Originally posted on Mayo Clinic News Center
Donations from Mayo Clinic support Intercultural Mutual Assistance Association— an organization in Rochester that provides services and help to victims of human trafficking.
Imagine having to leave your home country to escape government-sanctioned torture. You secure a visa to work as a nanny. You dream of supporting your family back home. Instead, you work all waking hours with no days off. You are isolated from anyone who speaks your language. Your employer withholds your pay and travel documents. When you ask for your pay, you are beaten.
That scenario, while difficult to imagine, could happen anywhere — even in Rochester, Minnesota. Mayo Clinic is supporting local organizations that assist those who are victimized.
“It’s modern slavery, and it happens here,” says Ponloeu Chim, associate director of the Intercultural Mutual Assistance Association in Rochester.
Trafficking happens here
In 2018, the International Mutual Assistance Association in Rochester supported 77 immigrant victims of crime, including nine women who were labor or sex trafficking victims. Mayo Clinic has donated $35,000 to the association to expand its services to trafficking victims in Rochester and surrounding communities.
“The victims often are brought to the U.S. illegally. When they do come legally, the trafficker keeps their documents to exert control,” Chim says. “Without immigration status or proper documentation, it is drastically more difficult to tap into resources for housing, employment, education and transportation.”
Services provided by the International Mutual Assistance Association and other community organizations support victims as they rebuild their lives.
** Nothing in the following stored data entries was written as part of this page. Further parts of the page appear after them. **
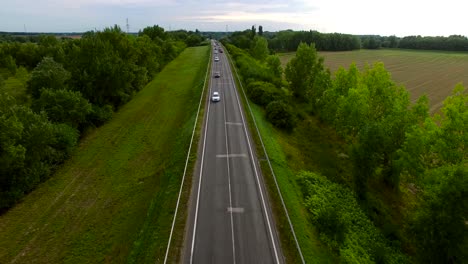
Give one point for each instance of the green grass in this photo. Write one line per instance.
(290, 153)
(114, 200)
(434, 73)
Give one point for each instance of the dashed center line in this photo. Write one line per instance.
(233, 123)
(231, 156)
(235, 209)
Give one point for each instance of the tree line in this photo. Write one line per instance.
(392, 144)
(288, 40)
(451, 43)
(72, 85)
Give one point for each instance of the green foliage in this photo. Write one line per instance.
(439, 225)
(274, 63)
(280, 115)
(100, 114)
(105, 68)
(343, 225)
(259, 49)
(289, 40)
(263, 93)
(7, 61)
(155, 33)
(305, 73)
(63, 106)
(250, 68)
(113, 200)
(47, 74)
(31, 147)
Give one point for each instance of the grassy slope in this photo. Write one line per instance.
(113, 200)
(308, 148)
(434, 73)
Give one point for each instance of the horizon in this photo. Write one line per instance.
(361, 17)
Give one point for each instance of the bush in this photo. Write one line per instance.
(100, 115)
(343, 225)
(263, 93)
(280, 115)
(63, 106)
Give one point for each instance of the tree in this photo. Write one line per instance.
(63, 106)
(302, 72)
(274, 63)
(156, 33)
(260, 48)
(441, 235)
(280, 115)
(47, 74)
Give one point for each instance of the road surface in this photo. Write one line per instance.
(230, 220)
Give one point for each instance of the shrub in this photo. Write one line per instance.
(100, 115)
(263, 93)
(63, 106)
(280, 115)
(343, 225)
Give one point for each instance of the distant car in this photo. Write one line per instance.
(215, 97)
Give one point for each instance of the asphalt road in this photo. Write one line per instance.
(229, 220)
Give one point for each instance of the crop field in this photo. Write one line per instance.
(113, 201)
(422, 72)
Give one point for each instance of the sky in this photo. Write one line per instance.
(363, 17)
This can include housing, food, clothing, transportation, counseling, advocacy, immigration and legal assistance, medical care, job training and family reunification.
“We have interpreters on call who speak 50 languages,” Chim says. “We can address the cultural sensitivities that make seeking help very difficult.”
Identifying trafficking victims
Identifying victims of trafficking can be tricky, Chim says.
Staff in the Emergency Department at Mayo Clinic Hospital — Rochester, Saint Marys Campus, use a toolkit when they suspect a patient might be a trafficking victim. This toolkit includes information on how to identify, assess, manage and treat trafficking victims. The toolkit also includes information on local community resources for additional help.
The toolkit was developed by Vickie Ernste, D.N.P., nurse manager in the Emergency Department. She says clues to identify trafficking victims can be subtle.
“The patient might give vague or inconsistent answers to questions about family and home address. The clue could be a ‘friend’ who won’t leave the patient’s side,” Ernste says. “Or it might be nicely manicured fingernails and an expensive purse that don’t fit with the patient’s overall appearance.”
When staff at Mayo Clinic suspect trafficking, they work to get the patient alone and ask direct questions about the patient’s circumstances.
“We want them to know that the Emergency Department is a safe place, and we can offer resources to help,” Ernste says.
To raise awareness of human trafficking, Ernste has educated colleagues across Mayo Clinic, and at other regional and national venues, on the toolkit.
About the Intercultural Mutual Assistance Association
The Intercultural Mutual Assistance Association began serving immigrants in Rochester and southeast Minnesota in 1984. The organization works with more than 80 victims of trafficking and their families each year. The Women’s Shelter and Support Center, Olmsted County Victim Services, Legal Assistance of Olmsted County, law enforcement, social workers, Mayo Clinic and other medical providers refer clients to the association.
When someone is referred, the association provides resources directly or connects the victim to resources, when appropriate.
In the case of the woman who was working as a nanny and didn’t have money or travel documents, the association worked closely with her, coordinating medical appointments, immigration paperwork and English classes, and shopping for ethnic food reminiscent of her home country.
“We’ve connected her to human rights resources. She is pursuing a visa in the U.S.,” says Nisha Kurup, victim services program manager at the Intercultural Mutual Assistance Association. “Her goal is to be eligible to work and live in the U.S. with dignity and self-respect. We are pleased to help her.”